3.2. NMR Characterization

Generally, structural characterization of modified CDs aims to reveal the substitution degree, the oligoesters’ arm-length, and their substitution site. In particular, the NMR characterization of partially esterified cyclodextrins represents a difficult task because of the high number of resulting signals, peaks overlapping, and lack of comparable standard substances. Therefore, 1D and 2D NMR techniques (Figure 3, Figure 4 and Figure 5 and Figures S2–S11) were employed to complete the structural elucidation of the CDCL derivatives. Loss of the symmetry of the β-CD molecule and changes in the chemical environment due to substitution lead to crowded spectra with broad and overlapping peaks, making interpretation difficult. The ¹H NMR spectrum of a CDCL product (#2) shows the peaks for the substituted and unsubstituted glucopyranose units of β-CD, as well as the peaks for the CL units attached to the β-CD (structural assignments in Figure 3, spectrum with peak integrations in Figure S2).
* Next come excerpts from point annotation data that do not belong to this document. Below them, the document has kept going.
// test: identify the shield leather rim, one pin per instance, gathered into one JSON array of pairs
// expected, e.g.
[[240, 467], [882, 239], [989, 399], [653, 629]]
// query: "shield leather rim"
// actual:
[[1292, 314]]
On average, the number of CL units bound to one β-CD molecule was 3.5, a close value to that obtained from MALDI MS. Moreover, by comparing the integral value of the signal corresponding to the protons from the ε position of the chain (H-ε) with the one corresponding to the protons from the α position (H-α), it was found that 78% of the CL constitutional units had OH end groups, while 22% were bonded through ester bonds to another CL constitutional unit. In other words, the average chain length of the oligoester chains was found to be 1.28 constitutional units per chain. This small value was expected considering the low number of CL units per β-CD molecule (3.5 CL/β-CD). Taking into account the average number of CL units per chain and the average number of CL units per β-CD, the average number of oligocaprolactone arms per β-CD was found to be 2.8 oligocaprolactone arms per β-CD.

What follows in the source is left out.